S’avançant sur la pointe des pieds, d’une démarche féline, lente, mais assurée, l’adolescente se rapprocha des poubelles, se préparant à bondir de l’autre côté pour s’emparer de sa proie. Elle s’immobilisa à quelques dizaines de centimètres de l’imposant contenant de plastique. Une seconde plus tard, elle jaillit de sa position et retomba de l’autre côté de la poubelle, mais à son grand dam, elle ne vit aucune bête.

Pourtant, terré dans un bosquet non loin de là, un être l’observait dans un parfait silence. Seuls ses yeux brillaient d’une étrange lumière jaunâtre lorsque les phares d’une voiture croisèrent sa position. Ce détail échappa à la prédatrice qu’était devenue Candice.

Elle demeura sur place, cherchant encore où se terrait le maudit raton, mais dut se rendre à l’évidence que l’animal avait senti sa présence et s’était terré dans un quelconque recoin du jardin.
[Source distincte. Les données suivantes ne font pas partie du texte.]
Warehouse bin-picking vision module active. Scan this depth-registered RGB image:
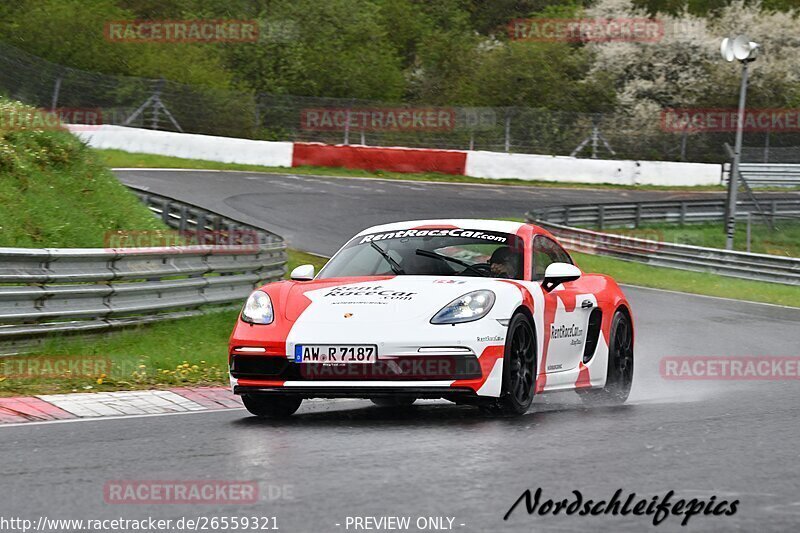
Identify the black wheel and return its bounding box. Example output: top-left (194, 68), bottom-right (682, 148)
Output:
top-left (369, 396), bottom-right (417, 407)
top-left (484, 314), bottom-right (536, 415)
top-left (242, 394), bottom-right (303, 418)
top-left (581, 311), bottom-right (633, 404)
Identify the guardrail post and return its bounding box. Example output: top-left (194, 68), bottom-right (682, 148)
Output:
top-left (178, 205), bottom-right (189, 233)
top-left (770, 200), bottom-right (778, 228)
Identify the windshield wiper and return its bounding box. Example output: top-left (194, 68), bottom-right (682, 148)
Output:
top-left (417, 248), bottom-right (490, 278)
top-left (369, 242), bottom-right (406, 274)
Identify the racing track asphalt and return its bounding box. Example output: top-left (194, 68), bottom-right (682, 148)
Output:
top-left (0, 171), bottom-right (800, 532)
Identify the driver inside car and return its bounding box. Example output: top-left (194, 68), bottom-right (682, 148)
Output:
top-left (489, 246), bottom-right (522, 279)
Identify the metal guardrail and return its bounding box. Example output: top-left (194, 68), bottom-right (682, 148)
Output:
top-left (0, 185), bottom-right (286, 353)
top-left (527, 199), bottom-right (800, 285)
top-left (723, 163), bottom-right (800, 187)
top-left (526, 197), bottom-right (800, 229)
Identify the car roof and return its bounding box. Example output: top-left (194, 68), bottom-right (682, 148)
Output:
top-left (357, 218), bottom-right (536, 236)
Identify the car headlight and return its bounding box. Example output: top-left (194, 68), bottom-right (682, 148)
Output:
top-left (431, 290), bottom-right (494, 324)
top-left (242, 291), bottom-right (275, 324)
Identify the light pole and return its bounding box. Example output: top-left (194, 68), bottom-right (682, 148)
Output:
top-left (720, 35), bottom-right (758, 250)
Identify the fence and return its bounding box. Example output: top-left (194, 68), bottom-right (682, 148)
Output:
top-left (0, 43), bottom-right (800, 163)
top-left (526, 198), bottom-right (800, 229)
top-left (526, 199), bottom-right (800, 285)
top-left (723, 163), bottom-right (800, 187)
top-left (0, 190), bottom-right (286, 353)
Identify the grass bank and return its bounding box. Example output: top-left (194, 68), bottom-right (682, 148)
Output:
top-left (0, 99), bottom-right (163, 248)
top-left (0, 250), bottom-right (326, 396)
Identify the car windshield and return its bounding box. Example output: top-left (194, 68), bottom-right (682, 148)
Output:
top-left (318, 228), bottom-right (523, 279)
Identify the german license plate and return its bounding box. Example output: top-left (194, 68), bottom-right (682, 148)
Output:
top-left (294, 344), bottom-right (378, 364)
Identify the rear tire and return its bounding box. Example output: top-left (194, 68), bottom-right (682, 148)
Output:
top-left (579, 311), bottom-right (633, 405)
top-left (369, 396), bottom-right (417, 407)
top-left (242, 394), bottom-right (303, 418)
top-left (482, 313), bottom-right (536, 416)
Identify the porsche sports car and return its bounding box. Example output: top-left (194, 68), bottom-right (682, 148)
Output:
top-left (229, 220), bottom-right (633, 417)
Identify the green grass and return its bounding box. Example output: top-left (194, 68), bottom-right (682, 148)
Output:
top-left (95, 150), bottom-right (724, 191)
top-left (570, 252), bottom-right (800, 307)
top-left (0, 104), bottom-right (164, 248)
top-left (604, 217), bottom-right (800, 257)
top-left (0, 250), bottom-right (326, 396)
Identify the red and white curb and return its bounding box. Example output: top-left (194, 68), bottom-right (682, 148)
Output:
top-left (0, 387), bottom-right (242, 425)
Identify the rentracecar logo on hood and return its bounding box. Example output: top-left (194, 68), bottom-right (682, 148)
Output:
top-left (323, 285), bottom-right (417, 300)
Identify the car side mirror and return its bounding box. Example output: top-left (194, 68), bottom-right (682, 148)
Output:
top-left (289, 265), bottom-right (314, 281)
top-left (542, 263), bottom-right (581, 292)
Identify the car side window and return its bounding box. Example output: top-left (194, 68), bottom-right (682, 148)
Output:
top-left (531, 235), bottom-right (573, 281)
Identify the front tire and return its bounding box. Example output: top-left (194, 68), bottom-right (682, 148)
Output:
top-left (484, 313), bottom-right (536, 416)
top-left (242, 394), bottom-right (303, 418)
top-left (581, 311), bottom-right (633, 405)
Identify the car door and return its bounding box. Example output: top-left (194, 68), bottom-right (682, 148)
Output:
top-left (532, 235), bottom-right (597, 373)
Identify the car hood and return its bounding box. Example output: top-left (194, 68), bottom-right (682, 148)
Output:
top-left (282, 276), bottom-right (516, 325)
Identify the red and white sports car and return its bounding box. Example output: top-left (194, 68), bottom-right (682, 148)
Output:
top-left (229, 220), bottom-right (633, 417)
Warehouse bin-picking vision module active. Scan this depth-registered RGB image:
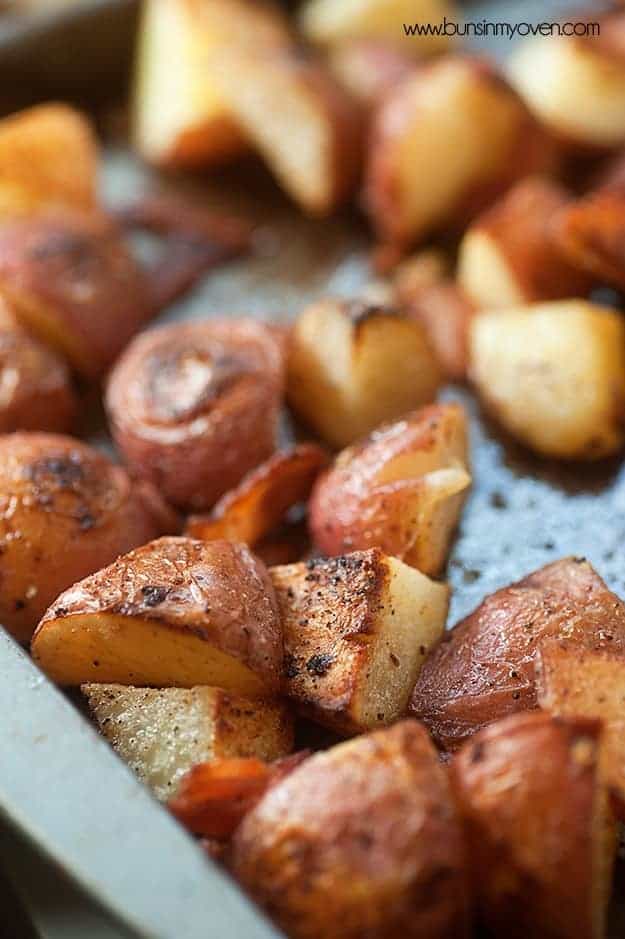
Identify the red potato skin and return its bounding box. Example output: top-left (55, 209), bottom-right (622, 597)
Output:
top-left (106, 319), bottom-right (284, 511)
top-left (451, 713), bottom-right (601, 939)
top-left (409, 558), bottom-right (625, 751)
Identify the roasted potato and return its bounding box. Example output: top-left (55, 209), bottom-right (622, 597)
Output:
top-left (410, 558), bottom-right (625, 750)
top-left (300, 0), bottom-right (460, 58)
top-left (469, 300), bottom-right (625, 460)
top-left (270, 548), bottom-right (449, 733)
top-left (365, 57), bottom-right (553, 254)
top-left (287, 300), bottom-right (441, 447)
top-left (106, 319), bottom-right (283, 510)
top-left (0, 104), bottom-right (98, 221)
top-left (451, 714), bottom-right (614, 939)
top-left (536, 641), bottom-right (625, 814)
top-left (0, 433), bottom-right (176, 642)
top-left (81, 684), bottom-right (293, 800)
top-left (458, 177), bottom-right (590, 309)
top-left (186, 443), bottom-right (328, 547)
top-left (230, 721), bottom-right (468, 939)
top-left (309, 404), bottom-right (471, 574)
top-left (0, 209), bottom-right (155, 378)
top-left (32, 538), bottom-right (282, 697)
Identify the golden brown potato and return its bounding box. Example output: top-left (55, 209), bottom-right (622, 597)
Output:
top-left (451, 714), bottom-right (614, 939)
top-left (81, 684), bottom-right (293, 800)
top-left (106, 319), bottom-right (283, 510)
top-left (300, 0), bottom-right (460, 58)
top-left (410, 558), bottom-right (625, 750)
top-left (0, 433), bottom-right (173, 641)
top-left (309, 404), bottom-right (471, 575)
top-left (365, 57), bottom-right (553, 252)
top-left (458, 177), bottom-right (590, 309)
top-left (270, 548), bottom-right (449, 733)
top-left (0, 104), bottom-right (98, 220)
top-left (230, 721), bottom-right (468, 939)
top-left (536, 641), bottom-right (625, 813)
top-left (32, 538), bottom-right (282, 697)
top-left (469, 300), bottom-right (625, 460)
top-left (287, 300), bottom-right (441, 447)
top-left (186, 443), bottom-right (328, 547)
top-left (209, 48), bottom-right (362, 216)
top-left (0, 211), bottom-right (155, 378)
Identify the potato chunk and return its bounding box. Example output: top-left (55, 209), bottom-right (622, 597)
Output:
top-left (80, 684), bottom-right (293, 800)
top-left (458, 177), bottom-right (590, 309)
top-left (410, 558), bottom-right (625, 750)
top-left (451, 714), bottom-right (614, 939)
top-left (536, 642), bottom-right (625, 817)
top-left (309, 404), bottom-right (471, 574)
top-left (270, 549), bottom-right (449, 733)
top-left (469, 300), bottom-right (625, 460)
top-left (32, 538), bottom-right (282, 697)
top-left (231, 721), bottom-right (468, 939)
top-left (287, 300), bottom-right (441, 447)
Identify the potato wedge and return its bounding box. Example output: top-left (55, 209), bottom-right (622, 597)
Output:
top-left (309, 404), bottom-right (471, 575)
top-left (536, 642), bottom-right (625, 820)
top-left (230, 721), bottom-right (468, 939)
top-left (270, 548), bottom-right (449, 733)
top-left (410, 558), bottom-right (625, 750)
top-left (0, 104), bottom-right (98, 220)
top-left (0, 436), bottom-right (178, 642)
top-left (469, 300), bottom-right (625, 460)
top-left (186, 443), bottom-right (328, 547)
top-left (365, 57), bottom-right (553, 253)
top-left (287, 300), bottom-right (441, 447)
top-left (451, 714), bottom-right (615, 939)
top-left (80, 684), bottom-right (293, 800)
top-left (300, 0), bottom-right (460, 59)
top-left (458, 177), bottom-right (590, 309)
top-left (32, 538), bottom-right (282, 697)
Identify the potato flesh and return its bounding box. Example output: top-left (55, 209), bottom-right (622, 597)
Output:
top-left (33, 613), bottom-right (266, 697)
top-left (470, 300), bottom-right (625, 459)
top-left (81, 684), bottom-right (292, 801)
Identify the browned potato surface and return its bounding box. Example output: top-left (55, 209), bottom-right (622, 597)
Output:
top-left (0, 211), bottom-right (155, 378)
top-left (230, 721), bottom-right (468, 939)
top-left (0, 104), bottom-right (98, 219)
top-left (451, 714), bottom-right (614, 939)
top-left (287, 299), bottom-right (441, 447)
top-left (81, 684), bottom-right (293, 800)
top-left (410, 558), bottom-right (625, 750)
top-left (32, 538), bottom-right (282, 697)
top-left (309, 404), bottom-right (471, 575)
top-left (270, 548), bottom-right (449, 733)
top-left (0, 433), bottom-right (173, 641)
top-left (106, 319), bottom-right (283, 510)
top-left (458, 177), bottom-right (590, 309)
top-left (469, 300), bottom-right (625, 460)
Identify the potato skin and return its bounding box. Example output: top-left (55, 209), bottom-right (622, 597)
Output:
top-left (230, 721), bottom-right (467, 939)
top-left (409, 558), bottom-right (625, 750)
top-left (0, 433), bottom-right (173, 641)
top-left (106, 319), bottom-right (283, 510)
top-left (0, 210), bottom-right (154, 378)
top-left (451, 713), bottom-right (609, 939)
top-left (32, 537), bottom-right (282, 692)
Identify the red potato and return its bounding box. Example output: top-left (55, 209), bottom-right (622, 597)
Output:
top-left (106, 318), bottom-right (283, 510)
top-left (309, 404), bottom-right (471, 575)
top-left (364, 57), bottom-right (553, 256)
top-left (229, 721), bottom-right (469, 939)
top-left (458, 177), bottom-right (591, 309)
top-left (451, 714), bottom-right (615, 939)
top-left (0, 433), bottom-right (177, 641)
top-left (409, 558), bottom-right (625, 750)
top-left (186, 443), bottom-right (328, 547)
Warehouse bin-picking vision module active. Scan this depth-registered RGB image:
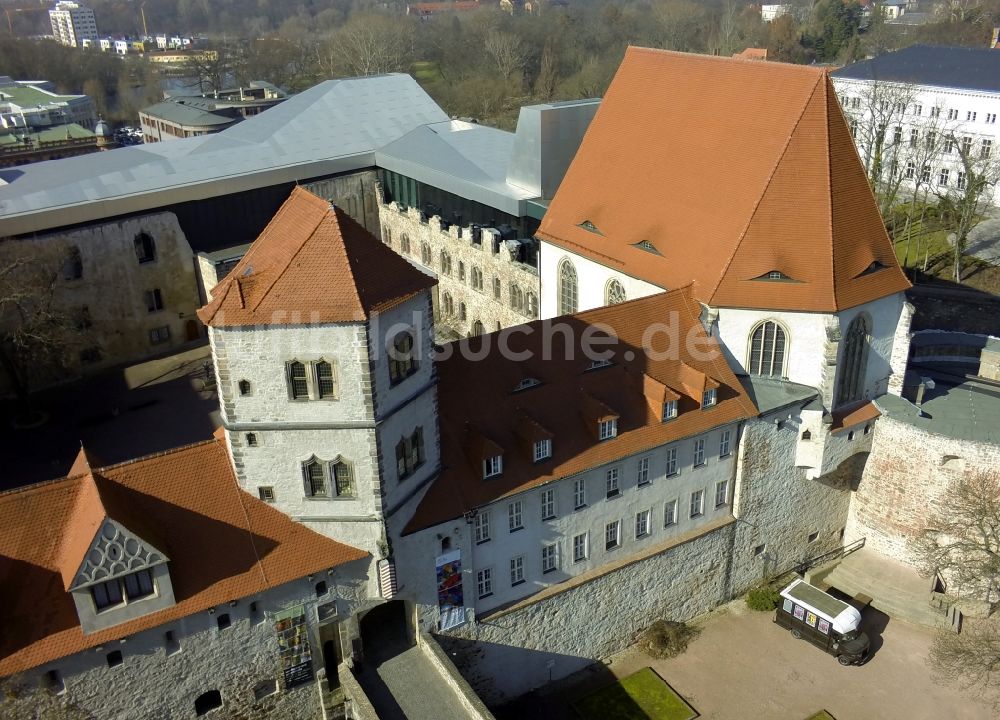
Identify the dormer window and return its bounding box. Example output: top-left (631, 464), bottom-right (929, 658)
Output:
top-left (90, 570), bottom-right (155, 612)
top-left (534, 438), bottom-right (552, 462)
top-left (483, 455), bottom-right (503, 479)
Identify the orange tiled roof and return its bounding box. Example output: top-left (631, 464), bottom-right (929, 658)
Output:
top-left (830, 402), bottom-right (882, 434)
top-left (198, 187), bottom-right (437, 327)
top-left (405, 288), bottom-right (757, 532)
top-left (0, 440), bottom-right (366, 677)
top-left (537, 48), bottom-right (910, 312)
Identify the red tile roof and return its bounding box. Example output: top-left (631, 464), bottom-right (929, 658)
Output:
top-left (405, 288), bottom-right (757, 532)
top-left (537, 48), bottom-right (909, 312)
top-left (198, 187), bottom-right (437, 327)
top-left (0, 440), bottom-right (366, 677)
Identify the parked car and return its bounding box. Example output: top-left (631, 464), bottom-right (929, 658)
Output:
top-left (774, 580), bottom-right (871, 665)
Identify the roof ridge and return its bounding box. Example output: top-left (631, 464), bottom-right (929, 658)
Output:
top-left (708, 73), bottom-right (832, 302)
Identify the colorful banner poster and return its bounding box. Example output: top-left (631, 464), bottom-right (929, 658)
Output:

Dans ce lourd silence, seul le bruit d’une voiture résonnant au loin vint briser ce moment intense.

Elle ragea. Il lui fallait à tout prix assouvir sa soif dans les plus brefs délais sous peine de ne plus être capable d’ouvrir la bouche.

Les idées fusaient dans sa tête avant même qu’elle puisse les analyser. Tout semblait aller trop vite pour elle en cet instant.

Candice pivota sur elle-même et rebroussa chemin. Elle marcha d’un pas rapide vers sa maison et y pénétra quelques minutes plus tard, prenant cette fois la direction de la cuisine.

D’un geste sec, elle ouvrit la porte du réfrigérateur et farfouilla dans les différents compartiments. Elle en sortit une barquette de viande qu’elle s’empressa d’ouvrir. Il s’agissait d’une pièce de bœuf qu’elle exhiba devant ses yeux avec envie. Ses iris miroitaient la lumière de la lune qui s’engouffrait par la fenêtre.

Elle porta le morceau de viande crue à la hauteur de sa bouche, huma une dernière fois son odeur et entreprit de le mastiquer en le savourant pleinement. Elle ne se rendit pas compte que ce liquide si délicieux qui apaisait son envie n’était nulle autre que du sang.

Le ventre plein et l’esprit rassasié par ce repas sanguinaire, Candice retourna ensuite dans son lit. Quelques minutes plus tard, elle s’endormait paisiblement sans savoir que cette nuit allait marquer le début de sa nouvelle vie.